Les faits sont restés présents dans les esprits des Bardouvillais. Jamais un tel abordage, avec ses conséquences tragiques (cinq morts) ne s’était produit en Seine. C’était le 24 août 1978, à 13 h 09 à la hauteur de Saint-Martin-de-Boscherville et du château de Bardouville.


Le céréalier britannique « Mary Weston » (longueur 52 mètres) qui venait de charger 805 tonnes de blé à Petit-Couronne, faisait route vers l’estuaire, lorsqu’un cargo ivoirien, le « Yakassé » (longueur 156 mètres) entamait une banale manœuvre de dépassement en fin de courbe. Rien ne laissait présager qu’elle provoquerait un drame. Toutes les précautions habituelles avaient été prises, une trentaine de mètres séparaient alors les deux navires, et le commandant du « Mary Weston » donnait l’ordre de stopper les machines.


Un des rares clichés du naufrage. Source image : (http://mannevillais.blogspot.com/).

Tout a été très vite. Coupé de tout moyen, le caboteur anglais est comme aspiré par le cargo ivoirien, tout le monde est d’accord là-dessus. Le « Mary Weston » part à gauche, se retrouve en travers et malgré une ultime manœuvre (barre à tribord toute), aborde le cargo et en quelques secondes se retourne, quille en l’air.
« Un choc pas plus brutal que certains accostages », affirmait l’équipage du semi porte-conteneurs ivoirien.
« J’ai crié au mécanicien de remettre les machines en marche », témoignait Jacques Blais, pilote de la Seine du « Mary Weston », qui dut d’avoir la vie sauve au fait d’avoir été éjecté de la passerelle et d’avoir pu regagner la berge à la nage, où il parvint épuisé.
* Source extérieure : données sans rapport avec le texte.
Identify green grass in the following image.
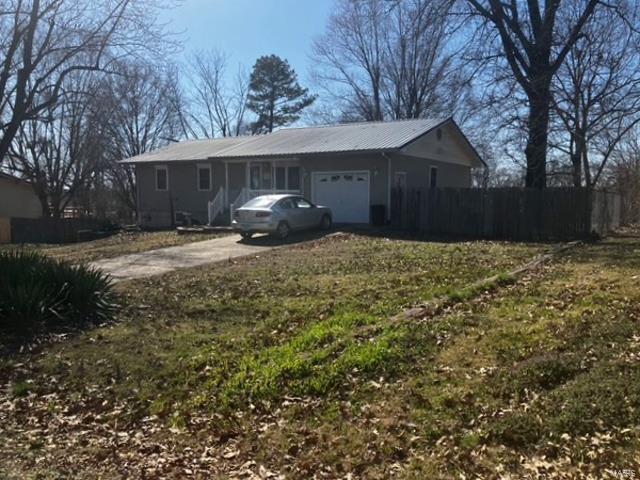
[0,231,640,478]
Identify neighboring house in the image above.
[123,118,484,227]
[0,172,42,218]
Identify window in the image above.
[294,198,313,208]
[429,167,438,188]
[287,167,300,190]
[249,165,262,190]
[156,165,169,192]
[276,167,287,190]
[198,165,211,191]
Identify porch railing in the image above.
[207,187,224,225]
Le capitaine, lui aussi éjecté, ne parvenait pas en revanche à vaincre le courant pour regagner la berge. Son corps sera retrouvé trois jours plus tard à La Bouille.
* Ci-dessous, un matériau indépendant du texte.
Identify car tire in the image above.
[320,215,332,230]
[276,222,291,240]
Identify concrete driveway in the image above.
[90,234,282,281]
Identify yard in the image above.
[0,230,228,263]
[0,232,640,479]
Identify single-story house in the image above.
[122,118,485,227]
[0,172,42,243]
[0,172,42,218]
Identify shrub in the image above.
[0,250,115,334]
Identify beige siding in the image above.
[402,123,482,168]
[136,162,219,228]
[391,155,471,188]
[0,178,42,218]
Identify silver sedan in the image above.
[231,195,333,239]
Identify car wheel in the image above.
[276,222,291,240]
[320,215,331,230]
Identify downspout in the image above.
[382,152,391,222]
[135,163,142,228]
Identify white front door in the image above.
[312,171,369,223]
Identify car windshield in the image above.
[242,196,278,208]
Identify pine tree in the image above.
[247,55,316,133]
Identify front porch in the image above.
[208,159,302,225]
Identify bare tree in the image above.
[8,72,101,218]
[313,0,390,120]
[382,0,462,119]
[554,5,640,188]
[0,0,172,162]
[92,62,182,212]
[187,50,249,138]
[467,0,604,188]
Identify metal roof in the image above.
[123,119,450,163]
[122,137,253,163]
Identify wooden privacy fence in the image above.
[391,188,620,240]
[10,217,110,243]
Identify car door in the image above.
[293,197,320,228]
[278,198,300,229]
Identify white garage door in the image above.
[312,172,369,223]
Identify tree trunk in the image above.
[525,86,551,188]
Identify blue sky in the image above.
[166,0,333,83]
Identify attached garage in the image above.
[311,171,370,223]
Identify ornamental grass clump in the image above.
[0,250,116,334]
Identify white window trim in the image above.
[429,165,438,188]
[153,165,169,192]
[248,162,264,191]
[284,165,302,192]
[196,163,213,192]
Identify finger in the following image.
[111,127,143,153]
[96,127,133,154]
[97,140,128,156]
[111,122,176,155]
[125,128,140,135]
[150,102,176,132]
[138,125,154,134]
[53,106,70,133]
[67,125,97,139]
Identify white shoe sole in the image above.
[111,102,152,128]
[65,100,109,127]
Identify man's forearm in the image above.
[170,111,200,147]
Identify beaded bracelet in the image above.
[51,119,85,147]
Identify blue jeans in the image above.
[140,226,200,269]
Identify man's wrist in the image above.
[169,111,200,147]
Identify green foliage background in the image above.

Quatre hommes restaient prisonniers de la coque lisse et brune, entourée de remorqueurs qui tentaient de le maintenir à flot. Le chef mécanicien, au travail dans la salle des machines alors que les trois matelots déjeunaient au carré, frappait des coups sourds contre la coque pendant près d’une heure pour guider les sauveteurs. « Je suis seul, je ne suis pas blessé », criait t-il en anglais.
Quelques heures plus tard les pompiers ont percé la coque de plusieurs ouvertures, mais il était hélas déjà trop tard. Ils sont d’abord tombés sur la cuve à mazout, puis dans la cale, où le chargement avait bloqué les écoutilles et l’accès au château arrière où devaient se trouver trois matelots.
On ne retrouvera les corps des quatre marins que le 5 septembre lorsque le « Mary Weston » fut relevé.

Epilogue judiciaire (décembre 1980)


C’est le pilote de la Seine, préposé au guidage du cargo ivoirien, Mr Louis Fougerai, 53 ans dont 29 de
services dans cet emploi, qui a comparu devant le tribunal correctionnel de Rouen où il a été cité sous l’inculpation d’homicide involontaire.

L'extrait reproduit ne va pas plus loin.